Bovendien moet de dreiging van jihadistische moslims die onze vrijheid in gevaar brengen veel meer onderkend worden. Grote waakzaamheid is geboden!
Geestelijke vrijheid
Anderzijds staat de ChristenUnie voor geestelijke vrijheid voor alle burgers van dit land. Godsdienstvrijheid biedt ruimte voor het Evangelie, maar ook voor wat daar haaks op staat. Hoe pijnlijk en verdrietig ook: zoals in de gelijkenis de jongste zoon de vrijheid had om weg te lopen (en de vrijheid om naar zijn vader terug te keren!), zo hebben mensen de vrijheid om vóór of tegen het Evangelie te kiezen. Jezus Christus zegt: laat het kruid en onkruid samen opgroeien, God zal oordelen. Des te meer moeten overheden terughoudend zijn in zaken van geloof en ongeloof. Dat leidt in politieke zin tot bescherming van minderheden, waarbij alle burgers voor de wet gelijk zijn. Er mag geen klimaat ontstaan dat radicalisering en tweespalt in de hand werkt. Het diskwalificeren van dé moslimgemeenschap of dé moslim valt niet te rechtvaardigen en werkt bovendien averechts.
Daarom staan we hierin tegenover de PVV en zullen we er nooit mee instemmen als moslims als tweederangsburgers worden behandeld, zoals christenen dat worden in islamitische landen. Wij kunnen alleen opkomen voor vrijheid van christenen daar als wij verdedigers zijn van de vrijheid van moslims hier.
De islam daagt ons uit de centrale waarden van onze samenleving opnieuw te doordenken en te verdedigen.
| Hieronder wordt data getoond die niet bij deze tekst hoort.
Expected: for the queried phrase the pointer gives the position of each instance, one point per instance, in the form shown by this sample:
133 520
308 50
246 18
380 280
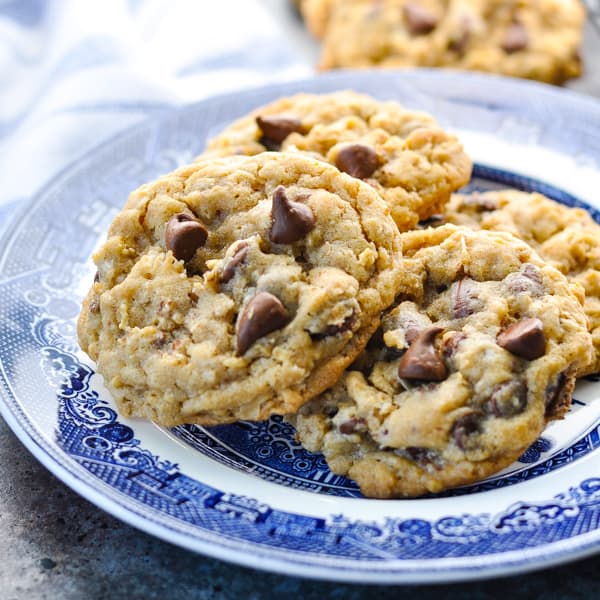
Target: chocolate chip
352 426
557 396
451 343
357 160
464 427
237 259
419 19
525 338
508 399
276 129
528 280
464 295
515 38
432 221
421 360
291 221
331 330
184 235
421 455
263 314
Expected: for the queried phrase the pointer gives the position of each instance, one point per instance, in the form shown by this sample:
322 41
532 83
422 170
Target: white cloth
74 72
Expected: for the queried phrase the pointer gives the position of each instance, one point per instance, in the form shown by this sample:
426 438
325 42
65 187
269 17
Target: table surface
57 545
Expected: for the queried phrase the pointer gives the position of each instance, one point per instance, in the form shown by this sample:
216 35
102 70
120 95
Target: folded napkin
74 72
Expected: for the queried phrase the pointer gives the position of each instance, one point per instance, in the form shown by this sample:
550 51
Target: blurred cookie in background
533 39
404 154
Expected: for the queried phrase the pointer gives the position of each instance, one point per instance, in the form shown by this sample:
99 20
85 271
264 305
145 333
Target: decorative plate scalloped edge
54 402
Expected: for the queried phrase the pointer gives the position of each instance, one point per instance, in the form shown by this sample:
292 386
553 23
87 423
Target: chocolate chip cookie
567 238
316 15
237 288
477 354
535 39
403 154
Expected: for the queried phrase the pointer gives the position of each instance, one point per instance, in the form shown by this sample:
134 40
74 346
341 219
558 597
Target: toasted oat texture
534 39
477 354
567 238
237 288
403 154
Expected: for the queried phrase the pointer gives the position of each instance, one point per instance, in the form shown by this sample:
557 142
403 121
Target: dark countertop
57 545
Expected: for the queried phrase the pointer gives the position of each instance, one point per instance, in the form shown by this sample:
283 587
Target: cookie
534 39
403 154
477 354
238 288
567 238
316 15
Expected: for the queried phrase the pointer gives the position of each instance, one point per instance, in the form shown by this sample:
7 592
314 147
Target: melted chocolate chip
184 234
464 427
515 38
557 397
276 129
451 343
528 280
234 262
432 221
525 338
263 314
419 19
352 426
332 330
464 294
331 411
421 360
291 221
357 160
508 399
421 455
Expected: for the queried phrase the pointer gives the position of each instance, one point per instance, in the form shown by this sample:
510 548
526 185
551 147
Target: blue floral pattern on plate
54 401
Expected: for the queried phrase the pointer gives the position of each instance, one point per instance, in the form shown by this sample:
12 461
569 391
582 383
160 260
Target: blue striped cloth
74 72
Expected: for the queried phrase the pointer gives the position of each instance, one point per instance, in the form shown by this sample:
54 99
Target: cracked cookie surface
534 39
477 354
412 163
237 288
567 238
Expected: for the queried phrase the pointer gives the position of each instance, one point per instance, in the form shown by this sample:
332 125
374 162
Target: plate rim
549 555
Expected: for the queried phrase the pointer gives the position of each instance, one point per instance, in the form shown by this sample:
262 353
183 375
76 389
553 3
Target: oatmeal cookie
403 154
534 39
567 238
237 288
478 353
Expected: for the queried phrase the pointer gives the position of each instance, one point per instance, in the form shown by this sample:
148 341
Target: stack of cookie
535 39
287 271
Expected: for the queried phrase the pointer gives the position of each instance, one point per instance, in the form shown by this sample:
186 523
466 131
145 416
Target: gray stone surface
56 545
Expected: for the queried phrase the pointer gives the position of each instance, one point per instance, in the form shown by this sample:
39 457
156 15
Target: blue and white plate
247 492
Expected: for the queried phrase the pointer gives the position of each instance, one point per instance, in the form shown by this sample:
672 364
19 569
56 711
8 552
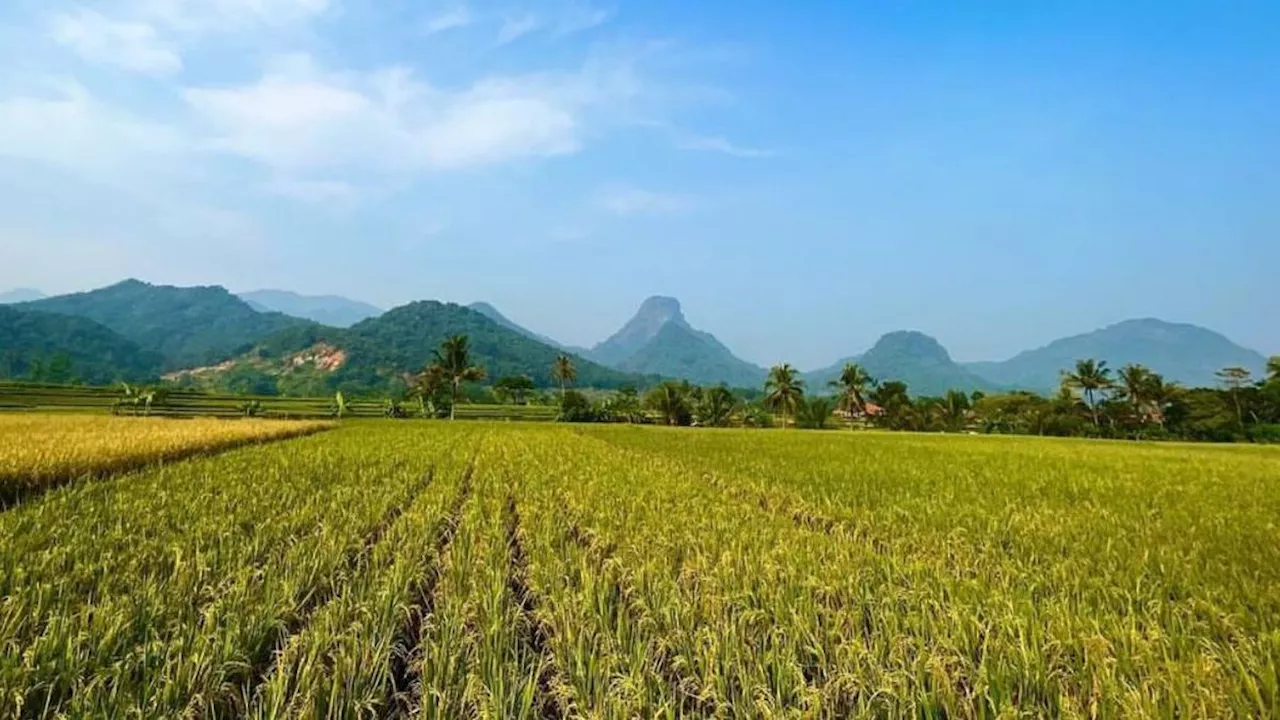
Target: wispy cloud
516 27
131 45
630 201
712 144
452 18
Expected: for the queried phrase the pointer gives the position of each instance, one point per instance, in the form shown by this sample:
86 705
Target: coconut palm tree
453 359
1235 378
563 372
716 406
853 386
954 409
1091 377
784 390
1136 386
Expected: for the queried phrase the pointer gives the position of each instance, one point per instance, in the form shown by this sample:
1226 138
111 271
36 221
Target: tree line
1092 401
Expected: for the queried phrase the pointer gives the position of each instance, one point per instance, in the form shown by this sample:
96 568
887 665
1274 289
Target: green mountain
330 310
378 354
912 358
46 346
187 326
402 340
659 341
21 295
493 314
680 351
1182 352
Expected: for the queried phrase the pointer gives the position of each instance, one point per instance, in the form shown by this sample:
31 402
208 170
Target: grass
517 570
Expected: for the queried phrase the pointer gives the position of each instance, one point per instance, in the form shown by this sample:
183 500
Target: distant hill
325 309
912 358
1182 352
493 314
402 340
21 295
680 351
187 326
658 340
378 352
31 338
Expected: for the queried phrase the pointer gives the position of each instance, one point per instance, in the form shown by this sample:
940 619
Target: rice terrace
483 569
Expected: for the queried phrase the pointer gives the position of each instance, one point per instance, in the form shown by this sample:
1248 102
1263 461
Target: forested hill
402 340
908 356
325 309
51 347
187 326
1182 352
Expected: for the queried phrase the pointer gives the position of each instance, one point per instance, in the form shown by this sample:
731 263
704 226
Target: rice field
41 451
512 570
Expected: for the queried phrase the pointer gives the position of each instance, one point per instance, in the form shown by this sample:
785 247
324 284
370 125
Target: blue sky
803 176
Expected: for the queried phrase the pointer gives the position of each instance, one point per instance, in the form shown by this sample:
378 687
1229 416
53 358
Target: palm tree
1235 378
563 372
853 383
1092 377
453 359
716 406
813 413
1136 384
954 409
784 390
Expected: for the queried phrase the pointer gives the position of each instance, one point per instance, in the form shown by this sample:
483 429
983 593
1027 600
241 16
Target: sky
803 176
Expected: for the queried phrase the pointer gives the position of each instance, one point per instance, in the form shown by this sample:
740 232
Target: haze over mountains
135 331
324 309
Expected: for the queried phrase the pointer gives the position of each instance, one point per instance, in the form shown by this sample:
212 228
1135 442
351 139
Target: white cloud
214 16
629 201
298 118
131 45
312 191
721 145
69 128
516 27
449 19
Het samenleven met moslims leert ons dat tolerantie niet alleen van ons gevraagd wordt als we het roerend met medeburgers eens zijn, maar juist ook als een andere geloofsovertuiging ons door de ziel snijdt. Maar de komst van de islam stelt ons ook de indringende vraag waarop we ons vertrouwen stellen. Christelijke politiek is geen politiek van de angst of paniek, maar van de hoop op God, Die de geschiedenis draagt en Die ook in ons land niet loslaat wat Hij ooit begon. In dat vertrouwen willen we volgers van Christus zijn: scherp tegenover onrecht en kwaad, liefdevol en rechtvaardig tegenover onze naasten. Totdat Christus komt en Zijn vrederijk vestigt.